Quase três meses após o universitário Vitor Suarez Cunha, de 21 anos, ter sido brutalmente espancado por pitboys ao defender um mendigo que estava sendo chutado pelo bando na Ilha do Governador, o bairro registra mais um caso de agressão por motivo banal. Na última segunda-feira, o comerciante José Ludgero Espírito Santo da Silva, de 50 anos, foi agredido por um suposto lutador de MMA, dentro de uma agência bancária, simplesmente porque estava demorando a usar o caixa eletrônico.
— Eu estava fazendo vários depósitos e pagamentos no caixa. O cara que estava atrás de mim foi reclamar com uma atendente. Depois voltou para a fila e veio reclamar comigo, dizendo que eu estava fazendo pagamentos no caixa de depósitos.
Ludgero respondeu que a máquina servia para os dois serviços, e que continuaria a usar o caixa até terminar tudo.
— Foi quando ele disse: "o que? tá tirando onda com MMA?". Aí, me deu um tapa no peito e um pontapé na costela. A pancada foi tão forte que a minha pasta com dinheiro e documentos voou. O cara era tão forte que foi preciso três seguranças do banco para contê-lo. Pedi para segurarem o agressor até a polícia chegar, mas os seguranças o liberaram, e ele fugiu.

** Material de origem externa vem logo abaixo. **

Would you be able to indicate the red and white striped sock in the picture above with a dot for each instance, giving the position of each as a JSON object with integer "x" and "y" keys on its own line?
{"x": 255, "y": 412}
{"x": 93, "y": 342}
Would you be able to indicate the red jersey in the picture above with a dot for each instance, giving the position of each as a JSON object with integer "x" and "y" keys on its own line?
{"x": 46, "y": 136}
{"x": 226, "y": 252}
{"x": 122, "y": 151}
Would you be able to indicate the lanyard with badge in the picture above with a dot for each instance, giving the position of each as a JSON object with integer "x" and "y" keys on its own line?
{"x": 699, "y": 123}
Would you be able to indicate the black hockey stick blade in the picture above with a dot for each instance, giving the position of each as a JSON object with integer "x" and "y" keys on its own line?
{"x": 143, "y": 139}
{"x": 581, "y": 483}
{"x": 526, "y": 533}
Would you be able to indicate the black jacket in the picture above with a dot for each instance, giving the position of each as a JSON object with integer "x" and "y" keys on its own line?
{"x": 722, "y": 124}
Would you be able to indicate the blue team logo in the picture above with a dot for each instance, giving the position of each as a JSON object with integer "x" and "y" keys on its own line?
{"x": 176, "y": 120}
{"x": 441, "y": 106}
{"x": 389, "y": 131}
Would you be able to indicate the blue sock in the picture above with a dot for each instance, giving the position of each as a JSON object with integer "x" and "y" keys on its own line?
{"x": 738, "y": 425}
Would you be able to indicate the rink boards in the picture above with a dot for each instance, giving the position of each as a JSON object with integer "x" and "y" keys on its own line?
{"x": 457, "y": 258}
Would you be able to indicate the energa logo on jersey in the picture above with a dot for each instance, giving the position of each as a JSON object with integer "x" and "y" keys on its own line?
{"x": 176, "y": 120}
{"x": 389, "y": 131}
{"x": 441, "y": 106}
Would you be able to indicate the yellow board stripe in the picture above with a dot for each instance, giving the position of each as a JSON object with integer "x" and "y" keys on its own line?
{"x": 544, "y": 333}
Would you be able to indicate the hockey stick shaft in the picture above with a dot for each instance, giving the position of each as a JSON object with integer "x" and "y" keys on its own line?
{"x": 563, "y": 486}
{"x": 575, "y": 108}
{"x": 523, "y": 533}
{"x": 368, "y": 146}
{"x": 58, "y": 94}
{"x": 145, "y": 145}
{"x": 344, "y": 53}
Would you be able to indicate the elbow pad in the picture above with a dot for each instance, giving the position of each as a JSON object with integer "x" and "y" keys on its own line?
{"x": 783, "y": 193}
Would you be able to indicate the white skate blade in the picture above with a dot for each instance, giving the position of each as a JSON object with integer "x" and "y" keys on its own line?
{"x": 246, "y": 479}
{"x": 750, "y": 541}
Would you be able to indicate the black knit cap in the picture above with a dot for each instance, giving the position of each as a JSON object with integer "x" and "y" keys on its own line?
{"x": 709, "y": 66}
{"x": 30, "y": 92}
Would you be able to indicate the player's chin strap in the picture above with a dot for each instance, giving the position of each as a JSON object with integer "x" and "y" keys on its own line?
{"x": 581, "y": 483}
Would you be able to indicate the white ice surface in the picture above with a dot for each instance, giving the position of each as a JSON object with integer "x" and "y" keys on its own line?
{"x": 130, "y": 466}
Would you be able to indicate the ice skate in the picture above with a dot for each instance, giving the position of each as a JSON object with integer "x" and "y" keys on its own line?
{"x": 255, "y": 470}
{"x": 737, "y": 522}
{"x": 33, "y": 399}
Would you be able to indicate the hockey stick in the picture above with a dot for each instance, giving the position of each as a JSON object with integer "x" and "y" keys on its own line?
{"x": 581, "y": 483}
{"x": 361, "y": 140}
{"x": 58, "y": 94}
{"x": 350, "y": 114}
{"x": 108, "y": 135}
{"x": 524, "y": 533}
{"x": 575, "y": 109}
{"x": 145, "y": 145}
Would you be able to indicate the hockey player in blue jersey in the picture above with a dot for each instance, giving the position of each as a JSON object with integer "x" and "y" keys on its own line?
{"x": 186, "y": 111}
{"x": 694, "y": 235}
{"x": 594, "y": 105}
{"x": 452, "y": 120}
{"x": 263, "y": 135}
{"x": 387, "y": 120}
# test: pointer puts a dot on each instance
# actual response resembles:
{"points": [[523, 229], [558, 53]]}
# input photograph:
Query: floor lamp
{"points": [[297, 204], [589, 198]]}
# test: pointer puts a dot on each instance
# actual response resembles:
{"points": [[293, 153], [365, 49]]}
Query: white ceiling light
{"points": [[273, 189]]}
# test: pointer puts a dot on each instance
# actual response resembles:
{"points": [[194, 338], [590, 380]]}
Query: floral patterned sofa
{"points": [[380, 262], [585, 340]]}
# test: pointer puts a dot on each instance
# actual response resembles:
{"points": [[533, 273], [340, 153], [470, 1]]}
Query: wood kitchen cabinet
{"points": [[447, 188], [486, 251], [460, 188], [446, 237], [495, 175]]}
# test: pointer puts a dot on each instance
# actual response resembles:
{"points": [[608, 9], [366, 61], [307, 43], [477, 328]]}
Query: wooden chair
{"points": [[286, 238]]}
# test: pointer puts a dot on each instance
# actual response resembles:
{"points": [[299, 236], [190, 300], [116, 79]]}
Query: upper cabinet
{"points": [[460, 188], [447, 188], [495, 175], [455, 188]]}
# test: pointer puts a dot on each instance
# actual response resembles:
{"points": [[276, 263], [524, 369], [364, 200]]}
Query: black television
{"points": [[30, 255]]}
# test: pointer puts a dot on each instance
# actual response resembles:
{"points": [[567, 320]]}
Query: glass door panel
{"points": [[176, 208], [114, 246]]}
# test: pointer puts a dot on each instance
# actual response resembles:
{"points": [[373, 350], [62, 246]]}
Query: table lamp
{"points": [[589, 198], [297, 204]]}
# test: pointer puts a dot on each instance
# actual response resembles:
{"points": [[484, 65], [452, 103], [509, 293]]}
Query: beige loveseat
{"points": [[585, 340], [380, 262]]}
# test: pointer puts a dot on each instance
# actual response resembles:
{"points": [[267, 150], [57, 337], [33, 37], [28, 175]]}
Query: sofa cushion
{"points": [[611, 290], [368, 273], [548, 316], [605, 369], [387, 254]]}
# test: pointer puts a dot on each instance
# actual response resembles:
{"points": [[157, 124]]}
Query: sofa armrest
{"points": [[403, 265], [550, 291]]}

O banco fica próximo à 37ª DP (Ilha). O comerciante foi à delegacia, onde o caso foi registrado como lesão corporal provocada por socos, tapas e pontapés. A polícia já pediu as imagens do circuito de segurança do banco para tentar identificar o agressor, que seria cliente da agência.

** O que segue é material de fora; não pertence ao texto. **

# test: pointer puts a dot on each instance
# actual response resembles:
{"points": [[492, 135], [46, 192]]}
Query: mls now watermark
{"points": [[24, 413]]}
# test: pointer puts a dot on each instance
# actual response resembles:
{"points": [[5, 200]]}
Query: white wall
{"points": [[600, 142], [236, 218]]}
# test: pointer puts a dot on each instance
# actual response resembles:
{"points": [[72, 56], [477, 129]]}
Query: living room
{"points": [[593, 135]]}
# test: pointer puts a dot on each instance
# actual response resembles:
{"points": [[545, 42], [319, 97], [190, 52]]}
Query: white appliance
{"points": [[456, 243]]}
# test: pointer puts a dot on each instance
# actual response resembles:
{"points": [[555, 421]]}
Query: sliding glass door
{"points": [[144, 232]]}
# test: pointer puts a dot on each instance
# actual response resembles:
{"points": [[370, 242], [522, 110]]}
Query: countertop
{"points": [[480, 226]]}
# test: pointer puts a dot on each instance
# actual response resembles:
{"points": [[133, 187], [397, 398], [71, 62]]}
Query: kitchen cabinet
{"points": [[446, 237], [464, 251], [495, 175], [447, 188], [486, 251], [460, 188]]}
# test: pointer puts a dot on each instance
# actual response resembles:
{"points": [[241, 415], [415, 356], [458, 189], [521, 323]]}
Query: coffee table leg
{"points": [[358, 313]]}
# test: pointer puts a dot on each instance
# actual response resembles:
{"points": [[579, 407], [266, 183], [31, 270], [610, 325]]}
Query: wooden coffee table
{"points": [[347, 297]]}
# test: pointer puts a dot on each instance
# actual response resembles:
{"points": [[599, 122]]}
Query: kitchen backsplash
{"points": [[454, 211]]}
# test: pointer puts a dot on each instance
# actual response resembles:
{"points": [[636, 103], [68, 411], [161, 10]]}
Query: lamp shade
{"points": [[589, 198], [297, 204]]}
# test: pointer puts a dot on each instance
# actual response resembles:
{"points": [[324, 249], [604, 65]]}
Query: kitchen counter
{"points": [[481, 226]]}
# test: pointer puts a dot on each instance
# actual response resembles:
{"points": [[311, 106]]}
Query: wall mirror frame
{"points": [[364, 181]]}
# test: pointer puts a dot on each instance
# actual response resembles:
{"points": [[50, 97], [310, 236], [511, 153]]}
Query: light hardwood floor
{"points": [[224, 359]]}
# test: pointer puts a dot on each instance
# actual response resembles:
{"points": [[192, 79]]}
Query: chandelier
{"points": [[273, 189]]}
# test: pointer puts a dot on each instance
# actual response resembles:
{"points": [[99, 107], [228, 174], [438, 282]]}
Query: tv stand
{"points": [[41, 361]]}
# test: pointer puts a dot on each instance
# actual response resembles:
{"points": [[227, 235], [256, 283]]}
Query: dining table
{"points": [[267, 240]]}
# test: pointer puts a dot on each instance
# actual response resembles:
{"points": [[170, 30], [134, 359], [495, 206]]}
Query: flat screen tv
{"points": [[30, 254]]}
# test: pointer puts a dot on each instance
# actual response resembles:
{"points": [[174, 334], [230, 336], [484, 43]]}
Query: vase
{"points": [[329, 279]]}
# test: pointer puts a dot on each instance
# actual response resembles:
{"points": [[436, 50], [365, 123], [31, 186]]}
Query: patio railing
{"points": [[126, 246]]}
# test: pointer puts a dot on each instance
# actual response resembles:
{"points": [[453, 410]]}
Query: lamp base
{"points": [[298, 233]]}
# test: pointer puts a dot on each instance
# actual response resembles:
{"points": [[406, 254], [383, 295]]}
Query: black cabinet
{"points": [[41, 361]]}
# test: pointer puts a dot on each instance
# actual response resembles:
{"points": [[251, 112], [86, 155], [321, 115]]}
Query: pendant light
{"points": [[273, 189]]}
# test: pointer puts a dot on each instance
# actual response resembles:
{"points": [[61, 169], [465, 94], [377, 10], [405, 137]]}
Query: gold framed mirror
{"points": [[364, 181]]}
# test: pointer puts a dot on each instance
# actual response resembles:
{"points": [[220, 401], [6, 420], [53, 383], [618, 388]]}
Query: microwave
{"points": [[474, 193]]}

Mais um acusado de espancar brutalmente um estudante de 19 anos no Grajaú, em 15 de julho do ano passado, já está atrás das grades. Fellipe Patrício do Nascimento, o Fell, se apresentou no dia 30 de março, na 44ª DP (Inhaúma). Ele estava foragido desde 27 de fevereiro, quando teve a prisão preventiva decretada pela 2ª Vara Criminal.

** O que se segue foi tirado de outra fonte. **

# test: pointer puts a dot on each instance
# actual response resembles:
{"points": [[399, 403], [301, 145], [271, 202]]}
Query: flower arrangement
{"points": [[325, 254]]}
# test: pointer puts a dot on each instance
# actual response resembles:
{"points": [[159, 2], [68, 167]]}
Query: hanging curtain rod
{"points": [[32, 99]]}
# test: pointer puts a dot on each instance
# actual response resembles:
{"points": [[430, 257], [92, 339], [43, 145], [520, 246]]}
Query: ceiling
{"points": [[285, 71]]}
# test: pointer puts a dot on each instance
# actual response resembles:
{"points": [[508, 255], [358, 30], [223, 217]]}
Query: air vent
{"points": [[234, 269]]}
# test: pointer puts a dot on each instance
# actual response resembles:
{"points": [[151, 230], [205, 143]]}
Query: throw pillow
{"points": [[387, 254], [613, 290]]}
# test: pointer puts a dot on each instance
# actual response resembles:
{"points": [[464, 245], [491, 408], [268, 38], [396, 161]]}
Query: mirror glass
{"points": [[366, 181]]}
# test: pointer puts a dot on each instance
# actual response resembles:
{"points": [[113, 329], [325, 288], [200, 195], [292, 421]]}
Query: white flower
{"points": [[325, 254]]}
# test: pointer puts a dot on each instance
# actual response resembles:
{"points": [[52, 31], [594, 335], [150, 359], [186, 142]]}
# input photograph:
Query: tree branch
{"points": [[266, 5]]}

Além de Fell, tiveram a prisão decretada Vitor Daflon Mira, o Daflon; Moacyr da Cunha Pegado Neto; e Luan da Silva Moreira, o Rato. Todos respondem por tentativa de homicídio qualificado. Vitor permanece foragido. Moacyr se entregou na 20ª DP (Vila Isabel), em 7 de março. Já Luan foi preso em casa, no dia anterior.
Esta não foi a primeira vez que Fell participou de confusões. Considerado pela polícia como líder da "Família Grajaú", Fell possui antecedentes criminais por lesão corporal, e aparece trocando socos num vídeo publicado na internet. Mas ele também já foi vítima de agressão. O episódio ocorreu em janeiro de 2011, numa briga entre duas gangues. Atingido por uma pedrada na cabeça, Fell sofreu traumatismo craniano e afundamento do crânio.
O incidente deixou sequelas no rapaz, que foi submetido a uma delicada cirurgia com cerca de seis horas de duração, no Hospital do Andaraí. Os movimentos da mão esquerda e a fala ficaram comprometidas. Ele chegou a fazer sessões de fisioterapia e fonoaudiologia para reduzir os danos provocados pela lesão.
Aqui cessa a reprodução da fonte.